Date: 01/07/98 at 01:15:46
From: Yvonne Tan
Subject: Cycling digits

I have in mind a number which when you remove the units digit and 
place it at the front, gives the same result as multiplying the 
original number by 2. Am I telling the truth?

I believed it was not telling the truth; however, I tried solving it 
by using two-digit numbers only. Could you please help me solve the 

Thank you very much for your kind attention.

Date: 01/08/98 at 12:42:44
From: Doctor Mc
Subject: Re: Cycling digits

Hello Yvonne - nice problem.  

There is a solution, but it's rather large. 

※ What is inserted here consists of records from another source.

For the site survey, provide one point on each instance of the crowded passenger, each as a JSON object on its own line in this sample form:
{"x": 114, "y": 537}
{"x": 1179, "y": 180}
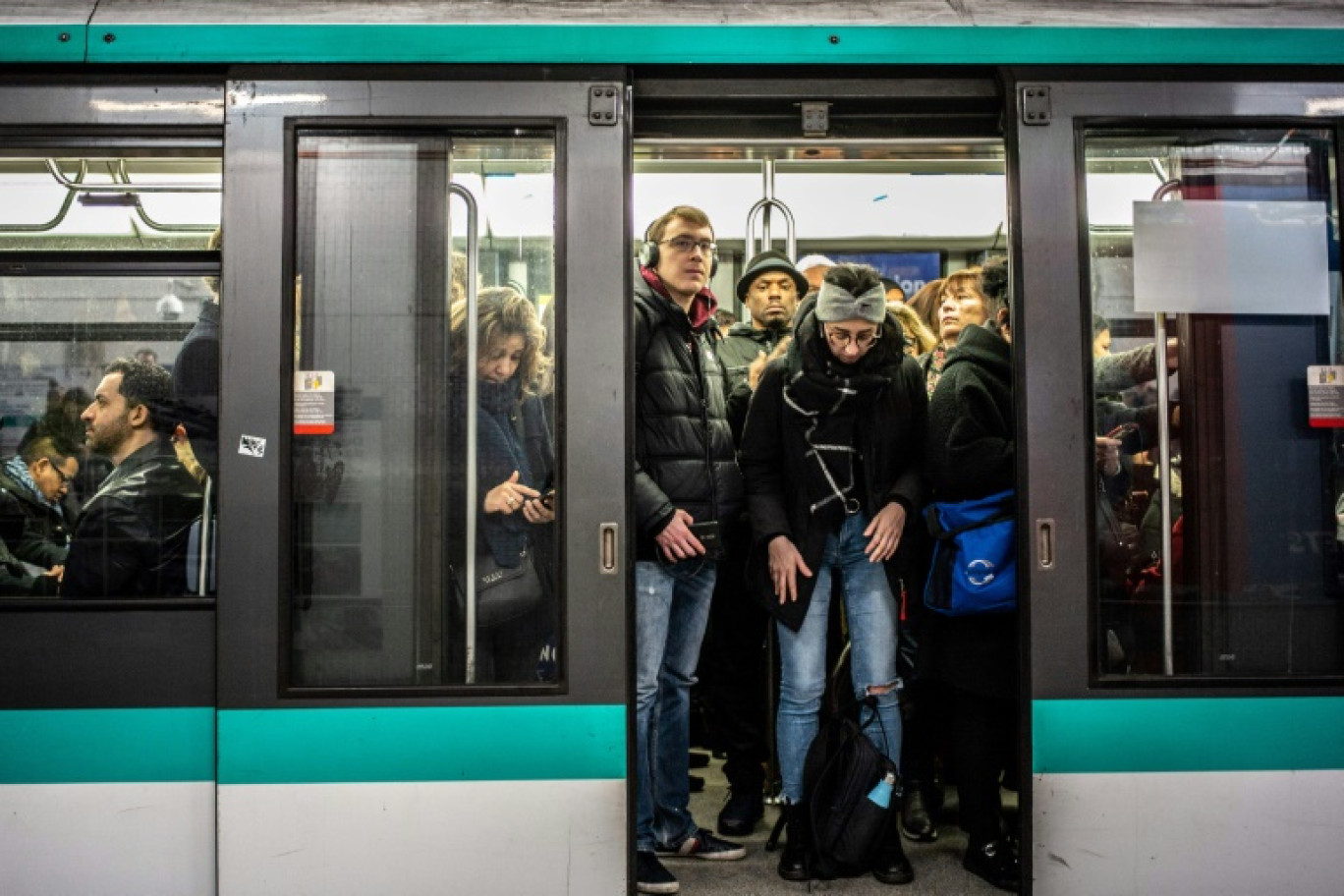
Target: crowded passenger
{"x": 33, "y": 519}
{"x": 972, "y": 454}
{"x": 132, "y": 536}
{"x": 515, "y": 469}
{"x": 735, "y": 646}
{"x": 686, "y": 486}
{"x": 924, "y": 304}
{"x": 960, "y": 304}
{"x": 831, "y": 454}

Let n be the solution, and write 

   n = 10a+b

where a and b are integers and 0<=b<=9 (so b is the units digit).  
Now moving the units digits all the way to the left gives the number

   b (10^k)+a

where k is the number of digits of a. So, we want

   2n = 20 a + 2 b = a + (10^k) b.

That is,

  19a = ((10^k)-2) b.

Now, since b cannot be divisible by 19, 19 must divide (10^k)-2.  
Here's where the numbers get large: the smallest k that works is 17.  
This gives

   a = 5263157894736842 b.

Now, choosing b to be 1 doesn't work, since a has to have 17 digits.  
However, b = 2 does work. Thus the smallest solution is

   n = 105263157894736842.

To practice the method, you might try to find a number that gives its 
triple when the units digit is moved over to the left.  Of course, the 
numbers may get even larger!  Good luck, and have fun with it.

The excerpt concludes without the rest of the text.